31 S.E.2d 37 | Ga. | 1944
The petition in this case alleged in substance that F. P. Pope is the administrator of the estate of Mattie Alice Pope Fargason; that at the time of her death Mrs. Fargason owned certain property now in the possession of Pope as administrator; that the petitioners' father married Mattie Alice Pope when the petitioners were nine and eleven years of age respectively; "that at the time of the marriage it was orally agreed between D. T. Fargason, petitioners' father, and Mattie Alice Pope (Fargason) that your petitioners would be taken by Mrs. Fargason and reared by her as her own children, and in consideration of this oral agreement they were married;" that the petitioners "lived with their father and Mrs. Fargason until their marriage," and frequently visited them after their marriage; "that petitioners are unable to say whether or not they were legally adopted by Mrs.
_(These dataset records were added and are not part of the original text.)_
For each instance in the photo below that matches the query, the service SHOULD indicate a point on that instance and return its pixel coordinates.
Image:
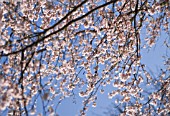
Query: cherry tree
(55, 49)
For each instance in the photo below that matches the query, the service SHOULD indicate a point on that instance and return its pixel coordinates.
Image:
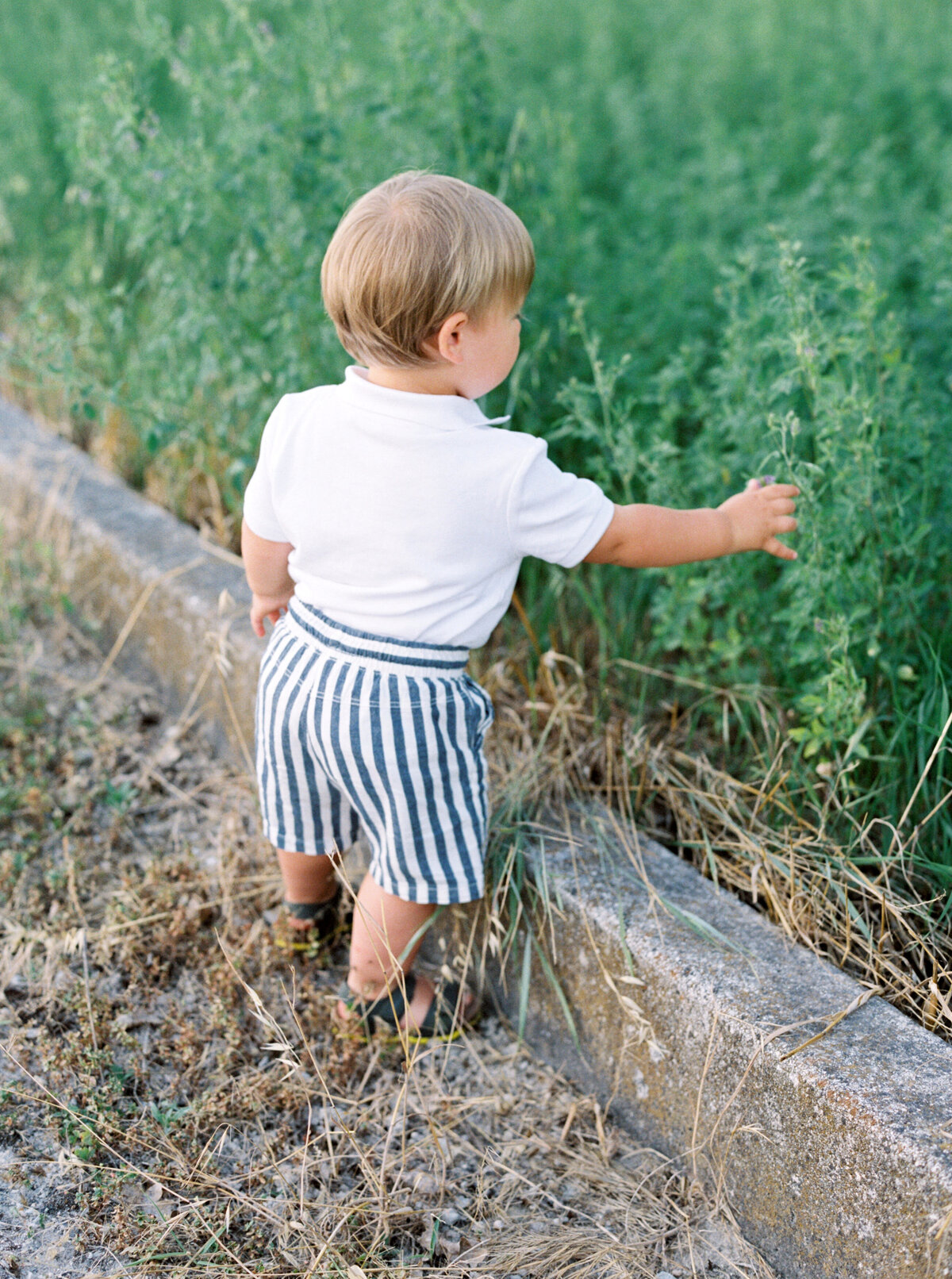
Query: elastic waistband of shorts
(413, 656)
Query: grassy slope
(667, 161)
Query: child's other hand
(271, 606)
(758, 514)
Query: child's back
(384, 528)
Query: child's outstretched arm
(267, 570)
(643, 536)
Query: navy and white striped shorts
(359, 731)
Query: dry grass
(175, 1078)
(555, 744)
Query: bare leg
(307, 878)
(383, 928)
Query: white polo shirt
(409, 514)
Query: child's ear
(447, 343)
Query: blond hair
(413, 252)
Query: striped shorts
(357, 731)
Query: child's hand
(758, 514)
(267, 606)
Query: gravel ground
(173, 1097)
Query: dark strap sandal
(443, 1021)
(321, 916)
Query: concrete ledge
(836, 1160)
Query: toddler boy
(384, 528)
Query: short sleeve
(259, 509)
(555, 514)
Fargason, but believe that they were, because of the often-repeated declarations of Mrs. Fargason to petitioners and others that she had adopted petitioners as her children;" and that the defendant refuses to recognize them as having any interest in the estate of Mrs. Fargason. The prayers were for an accounting and injunction; and that the petitioners be decreed to be the children of the deceased, and entitled to all of her estate. Held:
1. A contract for adoption of a minor child made in consideration of marriage of the father of the child, is within the statute of frauds, and consummation of the marriage is not sufficient performance to take the contract without the statute. Code, § 20-401; Bradley v. Saddler,
2. While ordinarily surrender of custody and parental control of a child by the natural parent to the adopting parent, and subsequent performance of the oral adoption contract by services rendered by the child in this changed domestic status, by filial affection bestowed by the child, will be sufficient in a virtual adoption case to authorize recovery as for specific performance; this will not be so where the adopting parent is the stepmother, and it does not appear that the same situation would not have prevailed without regard to the adoption contract, and where it also appears that there was in fact no surrender of custody of the child. Hammond v. Hammond,
3. It was not error to sustain an oral motion, in the nature of a general demurrer, and dismiss the action.
Judgment affirmed. All the Justices concur.